Натяжение поводка. Есть такой вид поводков как удавка. При любом несоответствующем приказу движении питомца — краткое движение и она полностью оправдывает свое название. Споры среди владельцев о гуманности и допустимости такого вида воспитательных мер не утихают по сей день. Здесь, в этом кабинете, о воспитательных мерах не могло быть и речи. Несогласованное движение — удавка натянута. И Костя, глядя в темные глаза, кивает этому, затягиваясь сигаретой.

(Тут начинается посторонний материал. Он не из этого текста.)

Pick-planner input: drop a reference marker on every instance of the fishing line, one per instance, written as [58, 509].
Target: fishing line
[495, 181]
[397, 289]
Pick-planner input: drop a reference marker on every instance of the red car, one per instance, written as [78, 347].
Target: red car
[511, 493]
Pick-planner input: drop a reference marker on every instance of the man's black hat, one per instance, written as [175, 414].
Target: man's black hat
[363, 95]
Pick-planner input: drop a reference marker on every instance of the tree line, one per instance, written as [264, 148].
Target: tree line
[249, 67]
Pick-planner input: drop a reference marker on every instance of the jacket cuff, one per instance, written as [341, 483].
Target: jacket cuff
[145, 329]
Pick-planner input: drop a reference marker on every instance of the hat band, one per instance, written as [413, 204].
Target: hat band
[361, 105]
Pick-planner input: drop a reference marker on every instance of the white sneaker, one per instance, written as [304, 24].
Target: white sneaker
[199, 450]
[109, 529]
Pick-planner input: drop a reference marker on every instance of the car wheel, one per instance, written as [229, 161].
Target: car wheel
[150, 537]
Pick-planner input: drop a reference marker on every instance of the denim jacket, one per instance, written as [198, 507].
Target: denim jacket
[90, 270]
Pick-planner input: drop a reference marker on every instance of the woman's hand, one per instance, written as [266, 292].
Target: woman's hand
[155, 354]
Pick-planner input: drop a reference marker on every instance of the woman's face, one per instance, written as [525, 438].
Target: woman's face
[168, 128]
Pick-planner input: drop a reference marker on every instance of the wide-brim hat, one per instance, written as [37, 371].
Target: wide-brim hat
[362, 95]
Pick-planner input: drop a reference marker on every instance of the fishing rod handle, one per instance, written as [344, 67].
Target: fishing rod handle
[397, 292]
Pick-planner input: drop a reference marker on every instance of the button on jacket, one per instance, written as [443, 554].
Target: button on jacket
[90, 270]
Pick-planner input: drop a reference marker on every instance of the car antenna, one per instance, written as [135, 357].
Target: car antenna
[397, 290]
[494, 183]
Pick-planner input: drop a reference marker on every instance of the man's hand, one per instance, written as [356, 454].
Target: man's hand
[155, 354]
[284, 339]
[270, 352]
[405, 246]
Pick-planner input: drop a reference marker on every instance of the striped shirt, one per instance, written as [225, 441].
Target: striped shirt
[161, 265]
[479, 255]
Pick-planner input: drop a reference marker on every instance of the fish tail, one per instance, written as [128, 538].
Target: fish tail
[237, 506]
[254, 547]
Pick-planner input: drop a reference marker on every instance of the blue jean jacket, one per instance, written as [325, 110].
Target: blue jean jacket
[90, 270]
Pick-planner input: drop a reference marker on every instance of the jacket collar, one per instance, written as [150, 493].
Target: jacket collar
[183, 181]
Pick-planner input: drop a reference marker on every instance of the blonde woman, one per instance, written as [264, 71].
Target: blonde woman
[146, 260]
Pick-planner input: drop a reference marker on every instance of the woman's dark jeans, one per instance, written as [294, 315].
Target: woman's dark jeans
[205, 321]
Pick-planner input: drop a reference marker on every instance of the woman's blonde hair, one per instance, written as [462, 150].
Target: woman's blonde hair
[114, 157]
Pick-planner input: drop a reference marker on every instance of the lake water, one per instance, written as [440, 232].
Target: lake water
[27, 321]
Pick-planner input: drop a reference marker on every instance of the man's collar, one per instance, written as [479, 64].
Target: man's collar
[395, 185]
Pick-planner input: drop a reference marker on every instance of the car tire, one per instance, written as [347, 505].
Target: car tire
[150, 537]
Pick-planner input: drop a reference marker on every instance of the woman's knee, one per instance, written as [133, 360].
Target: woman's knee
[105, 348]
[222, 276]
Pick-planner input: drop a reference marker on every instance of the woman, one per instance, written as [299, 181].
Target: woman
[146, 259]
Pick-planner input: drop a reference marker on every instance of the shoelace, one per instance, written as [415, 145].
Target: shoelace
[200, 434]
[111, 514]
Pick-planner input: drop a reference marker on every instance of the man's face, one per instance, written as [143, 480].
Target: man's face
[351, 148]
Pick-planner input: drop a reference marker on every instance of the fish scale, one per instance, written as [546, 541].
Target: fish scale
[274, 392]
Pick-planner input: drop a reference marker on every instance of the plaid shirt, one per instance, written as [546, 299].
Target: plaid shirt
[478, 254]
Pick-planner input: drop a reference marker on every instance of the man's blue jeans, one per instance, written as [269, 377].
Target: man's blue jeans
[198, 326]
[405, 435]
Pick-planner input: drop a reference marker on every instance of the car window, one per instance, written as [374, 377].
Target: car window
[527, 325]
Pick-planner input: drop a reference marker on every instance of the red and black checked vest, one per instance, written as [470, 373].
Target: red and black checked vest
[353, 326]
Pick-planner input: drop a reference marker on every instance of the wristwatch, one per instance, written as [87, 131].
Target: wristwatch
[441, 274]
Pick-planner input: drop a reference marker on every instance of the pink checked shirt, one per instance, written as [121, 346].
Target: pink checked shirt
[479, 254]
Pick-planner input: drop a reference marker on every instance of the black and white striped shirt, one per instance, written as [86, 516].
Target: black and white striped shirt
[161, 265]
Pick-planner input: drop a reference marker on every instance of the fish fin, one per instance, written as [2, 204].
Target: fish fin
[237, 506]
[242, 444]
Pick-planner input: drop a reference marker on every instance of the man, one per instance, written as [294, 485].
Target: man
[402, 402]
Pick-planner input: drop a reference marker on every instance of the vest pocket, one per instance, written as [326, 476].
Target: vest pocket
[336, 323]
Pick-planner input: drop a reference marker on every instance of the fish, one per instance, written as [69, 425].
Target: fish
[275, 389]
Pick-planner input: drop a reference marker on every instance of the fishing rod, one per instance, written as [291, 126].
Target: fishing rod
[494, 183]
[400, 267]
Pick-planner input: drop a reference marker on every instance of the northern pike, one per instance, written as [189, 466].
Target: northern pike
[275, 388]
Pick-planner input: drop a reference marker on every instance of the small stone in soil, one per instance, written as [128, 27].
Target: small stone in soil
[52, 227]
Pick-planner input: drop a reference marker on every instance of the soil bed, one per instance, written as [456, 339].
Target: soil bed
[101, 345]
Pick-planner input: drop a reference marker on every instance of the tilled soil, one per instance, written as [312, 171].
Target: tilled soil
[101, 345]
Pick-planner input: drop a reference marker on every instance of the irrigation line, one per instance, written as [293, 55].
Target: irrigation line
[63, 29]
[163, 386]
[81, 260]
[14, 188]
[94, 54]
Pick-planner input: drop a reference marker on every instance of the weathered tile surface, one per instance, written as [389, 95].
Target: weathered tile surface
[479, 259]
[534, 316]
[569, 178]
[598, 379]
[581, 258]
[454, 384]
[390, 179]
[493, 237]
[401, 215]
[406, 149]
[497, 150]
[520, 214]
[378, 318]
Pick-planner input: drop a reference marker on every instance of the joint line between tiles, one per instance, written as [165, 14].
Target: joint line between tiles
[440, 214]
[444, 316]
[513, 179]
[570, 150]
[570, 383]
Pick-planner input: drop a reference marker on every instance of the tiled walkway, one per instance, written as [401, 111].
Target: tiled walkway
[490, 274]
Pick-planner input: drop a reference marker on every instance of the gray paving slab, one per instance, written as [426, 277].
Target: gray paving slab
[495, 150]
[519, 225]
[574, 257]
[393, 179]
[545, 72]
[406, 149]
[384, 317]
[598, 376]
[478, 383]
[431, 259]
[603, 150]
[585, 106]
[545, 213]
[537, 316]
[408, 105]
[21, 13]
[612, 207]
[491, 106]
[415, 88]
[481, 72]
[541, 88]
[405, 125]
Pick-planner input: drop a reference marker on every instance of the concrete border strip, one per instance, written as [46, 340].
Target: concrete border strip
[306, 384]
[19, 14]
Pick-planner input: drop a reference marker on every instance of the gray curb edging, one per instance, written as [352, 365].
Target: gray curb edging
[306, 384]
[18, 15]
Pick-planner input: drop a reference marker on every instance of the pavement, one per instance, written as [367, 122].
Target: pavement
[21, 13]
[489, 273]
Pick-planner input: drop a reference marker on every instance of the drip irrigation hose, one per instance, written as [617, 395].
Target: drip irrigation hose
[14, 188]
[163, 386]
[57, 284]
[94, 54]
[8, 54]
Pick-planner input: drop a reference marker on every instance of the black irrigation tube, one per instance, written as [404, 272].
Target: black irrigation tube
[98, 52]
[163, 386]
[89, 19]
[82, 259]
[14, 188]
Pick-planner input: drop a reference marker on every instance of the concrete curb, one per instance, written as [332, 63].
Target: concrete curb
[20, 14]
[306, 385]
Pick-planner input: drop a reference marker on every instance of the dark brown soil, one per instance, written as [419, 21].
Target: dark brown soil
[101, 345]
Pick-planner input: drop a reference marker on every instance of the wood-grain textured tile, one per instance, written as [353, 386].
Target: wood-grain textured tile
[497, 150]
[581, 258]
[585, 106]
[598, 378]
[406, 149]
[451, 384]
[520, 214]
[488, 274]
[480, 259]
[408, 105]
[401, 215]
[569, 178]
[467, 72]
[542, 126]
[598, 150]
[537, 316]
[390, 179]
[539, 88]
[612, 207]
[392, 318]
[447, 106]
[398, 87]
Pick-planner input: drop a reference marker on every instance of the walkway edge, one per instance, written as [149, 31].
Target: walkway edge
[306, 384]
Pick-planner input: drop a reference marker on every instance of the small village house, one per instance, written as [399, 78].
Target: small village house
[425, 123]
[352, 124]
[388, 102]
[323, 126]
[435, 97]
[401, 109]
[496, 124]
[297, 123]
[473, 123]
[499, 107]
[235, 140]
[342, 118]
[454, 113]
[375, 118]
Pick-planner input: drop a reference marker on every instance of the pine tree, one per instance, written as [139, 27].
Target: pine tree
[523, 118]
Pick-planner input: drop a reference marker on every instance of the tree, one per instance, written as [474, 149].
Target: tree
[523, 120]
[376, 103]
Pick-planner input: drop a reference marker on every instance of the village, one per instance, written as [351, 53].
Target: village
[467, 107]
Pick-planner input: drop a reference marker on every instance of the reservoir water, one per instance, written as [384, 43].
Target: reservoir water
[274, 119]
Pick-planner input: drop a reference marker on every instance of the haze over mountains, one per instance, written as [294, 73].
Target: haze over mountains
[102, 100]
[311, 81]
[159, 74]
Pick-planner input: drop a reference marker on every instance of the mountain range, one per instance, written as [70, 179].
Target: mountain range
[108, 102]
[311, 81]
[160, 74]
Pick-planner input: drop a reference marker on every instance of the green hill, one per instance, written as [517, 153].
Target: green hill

— Игорь Александрович, — стряхивая пепел в стекло, негромко произнёс Костя, поднимая на него глаза. — Разумеется, вы закон, и я осмелюсь тоже напомнить, что я никогда не ставил это под сомнение. Делал и буду делать то, что вы говорите. Сказали искать китайскую дурь, так я нашел больше половины и ищу дальше. Сказали заиметь влияние в Бородинском конгломерате и, пожалуйста, помимо тридцати четырех, у вас еще тридцать пятая сомнительная рука, пульс которой вы полностью контролируете через меня, взявшего все риски на себя и своих людей, благополучием которых вы меня шантажируете. Сказали терпеть Костомарова, так я терпел, несмотря на все его выходки. — Краткая затяжка, краткий выдох в сторону. Краткая улыбка в спокойных карих глазах. У обоих. — Я делаю все, что вы от меня требуете и поэтому очень странно без причины перекрывать мне кислород, — кивнул в мою сторону, все так же не отводя взгляда от немного прищурившегося Игоря Александровича, — и при этом ожидать от меня полной покорности с учетом того, что вы тотально контролируете. Через меня. У нас был уговор и я его помню, я помню, что будет, если я перестану подчиняться. Но и вам не стоит забывать, что у вас на цепи сторожевая порода, от которой требуется не только полное послушание, но и к ней нужно особое отношение. Я осознаю, что это, вероятнее всего, сейчас спровоцирует у вас приступ гнева, но мне нужно акцентировать на этом ваше внимание, потому, извините, однако впредь не путайте меня со своими безобидными мопсами. Я делаю больше них и при этом прошу от вас меньше.